Hi,i applied for Permanent Residency for Australia in 2009,after waiting for 3 years i have got case officer,i am happy for that but i have got one situation,to approve the visa they want me and my wife to clear the medicals,i have done all,my wife has done all except chest x-ray as they do not allow to appear for chest x-ray if you are pregnant,my wife is pregnant of 6 weeks,as to fulfill visa condition Australian Government allows to go for chest x-ray after first trimester,if she will not clear her chest x-ray they will not approve the visa even for me as she is my spouse,we are in "do or not to do" situation,can anyone please please suggest is it safe to go for chest x-ray after first trimester with LEAD PROTECTION around the waist??Will it have bad effects on baby?


----------



## Boboa (Mar 24, 2009)

It shouldn't have any negative effect. As long as she doesn't repeat X-ray in 4 months intervals when pregnant.


----------



## vickyrubal (Jun 23, 2012)

Boboa said:


> It shouldn't have any negative effect. As long as she doesn't repeat X-ray in 4 months intervals when pregnant.

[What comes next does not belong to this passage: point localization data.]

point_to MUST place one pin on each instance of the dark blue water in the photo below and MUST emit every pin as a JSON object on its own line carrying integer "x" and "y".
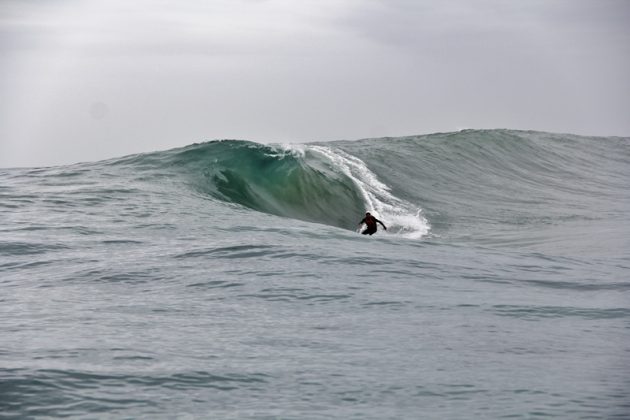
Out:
{"x": 227, "y": 280}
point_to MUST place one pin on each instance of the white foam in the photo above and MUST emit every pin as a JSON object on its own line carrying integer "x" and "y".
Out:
{"x": 401, "y": 217}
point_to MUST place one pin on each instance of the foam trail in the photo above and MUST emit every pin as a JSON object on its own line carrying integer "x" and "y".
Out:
{"x": 402, "y": 217}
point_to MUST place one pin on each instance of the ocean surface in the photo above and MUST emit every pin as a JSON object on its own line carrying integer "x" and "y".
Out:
{"x": 228, "y": 280}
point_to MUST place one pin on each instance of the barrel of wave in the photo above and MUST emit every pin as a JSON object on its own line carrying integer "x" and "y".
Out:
{"x": 401, "y": 217}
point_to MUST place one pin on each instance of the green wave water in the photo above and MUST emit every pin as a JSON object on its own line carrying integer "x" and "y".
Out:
{"x": 226, "y": 280}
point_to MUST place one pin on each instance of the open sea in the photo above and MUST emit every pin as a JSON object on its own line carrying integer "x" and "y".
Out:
{"x": 227, "y": 280}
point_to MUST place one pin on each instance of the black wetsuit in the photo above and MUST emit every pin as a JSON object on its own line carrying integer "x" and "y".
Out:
{"x": 370, "y": 223}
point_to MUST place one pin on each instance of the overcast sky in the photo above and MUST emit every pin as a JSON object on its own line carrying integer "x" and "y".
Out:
{"x": 87, "y": 80}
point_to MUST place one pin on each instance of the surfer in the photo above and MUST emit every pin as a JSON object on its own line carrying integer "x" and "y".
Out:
{"x": 370, "y": 224}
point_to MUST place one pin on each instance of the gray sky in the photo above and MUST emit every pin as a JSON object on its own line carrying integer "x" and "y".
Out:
{"x": 87, "y": 80}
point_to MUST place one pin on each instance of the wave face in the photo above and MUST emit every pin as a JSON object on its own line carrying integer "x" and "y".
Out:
{"x": 314, "y": 183}
{"x": 495, "y": 186}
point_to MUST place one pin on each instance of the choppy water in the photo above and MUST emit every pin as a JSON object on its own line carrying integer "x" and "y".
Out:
{"x": 226, "y": 280}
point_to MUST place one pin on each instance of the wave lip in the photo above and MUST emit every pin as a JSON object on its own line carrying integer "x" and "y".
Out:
{"x": 305, "y": 182}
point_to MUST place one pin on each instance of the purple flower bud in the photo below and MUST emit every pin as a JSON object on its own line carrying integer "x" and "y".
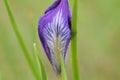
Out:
{"x": 55, "y": 32}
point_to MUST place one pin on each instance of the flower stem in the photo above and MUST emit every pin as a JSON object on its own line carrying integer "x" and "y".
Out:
{"x": 74, "y": 41}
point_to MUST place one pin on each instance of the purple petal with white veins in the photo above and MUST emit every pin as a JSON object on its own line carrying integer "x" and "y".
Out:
{"x": 55, "y": 32}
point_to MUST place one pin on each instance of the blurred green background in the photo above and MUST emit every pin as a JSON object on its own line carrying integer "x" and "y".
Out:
{"x": 98, "y": 39}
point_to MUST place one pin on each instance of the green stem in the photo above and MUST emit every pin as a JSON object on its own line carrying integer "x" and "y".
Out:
{"x": 20, "y": 40}
{"x": 74, "y": 41}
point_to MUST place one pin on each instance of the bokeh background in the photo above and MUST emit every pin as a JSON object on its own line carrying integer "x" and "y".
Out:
{"x": 98, "y": 40}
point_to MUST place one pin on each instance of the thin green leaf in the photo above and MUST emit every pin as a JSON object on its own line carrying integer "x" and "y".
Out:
{"x": 74, "y": 41}
{"x": 40, "y": 64}
{"x": 0, "y": 76}
{"x": 20, "y": 40}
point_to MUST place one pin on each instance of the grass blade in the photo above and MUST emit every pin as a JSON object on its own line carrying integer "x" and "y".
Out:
{"x": 20, "y": 40}
{"x": 40, "y": 64}
{"x": 74, "y": 41}
{"x": 0, "y": 76}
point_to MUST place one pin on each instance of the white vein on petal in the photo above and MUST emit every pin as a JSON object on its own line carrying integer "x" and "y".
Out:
{"x": 56, "y": 29}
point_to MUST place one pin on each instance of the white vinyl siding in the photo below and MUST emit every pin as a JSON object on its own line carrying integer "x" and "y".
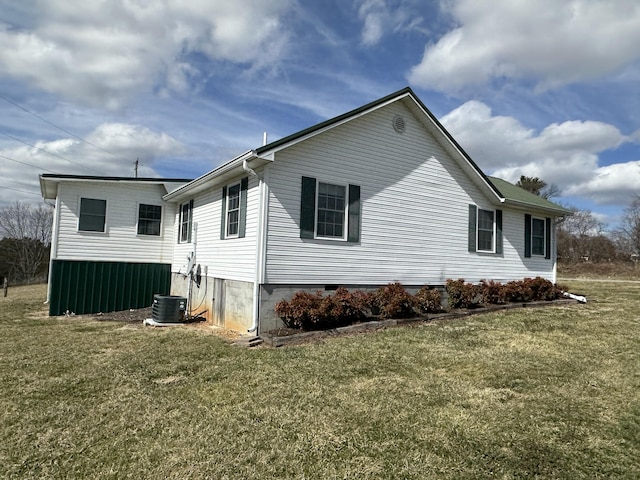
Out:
{"x": 229, "y": 258}
{"x": 120, "y": 242}
{"x": 486, "y": 230}
{"x": 414, "y": 211}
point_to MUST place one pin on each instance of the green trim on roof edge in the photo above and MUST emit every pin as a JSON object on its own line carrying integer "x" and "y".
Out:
{"x": 514, "y": 194}
{"x": 400, "y": 93}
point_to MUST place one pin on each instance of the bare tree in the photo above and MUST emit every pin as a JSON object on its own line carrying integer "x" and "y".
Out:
{"x": 531, "y": 184}
{"x": 538, "y": 187}
{"x": 27, "y": 236}
{"x": 581, "y": 237}
{"x": 628, "y": 234}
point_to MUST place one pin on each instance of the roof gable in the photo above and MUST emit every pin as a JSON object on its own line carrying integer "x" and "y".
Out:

Thanks very much for replying!!Some says the radiation can harm baby some says the radiation will be minimal if any how it reaches baby,that is why i was in "do or not to do" situation and she just have to appear for chest x-ray once as they see if there is active signs of TB or past signs of TB so she do not have to go for x-ray in 4 months of interval.

But i have heard that immigration case officer can waive the x-ray if the relation to the main applicant is very close(spouse or children).Is it true?If its true what reasons we can provide to them to ask for waiver?Please help!!


----------



## russellie (May 16, 2012)

Radiation can harm a baby. However these days in Australia technology ensures absolute minimum exposure to the baby. I would be more worried about radiation exposure to breast tissue.

As I think I mentioned in my other post, Medibank recommends >21 weeks or wait until the baby is born. As I mentioned in my other post - it is standard practice to delay xray until after the baby is born.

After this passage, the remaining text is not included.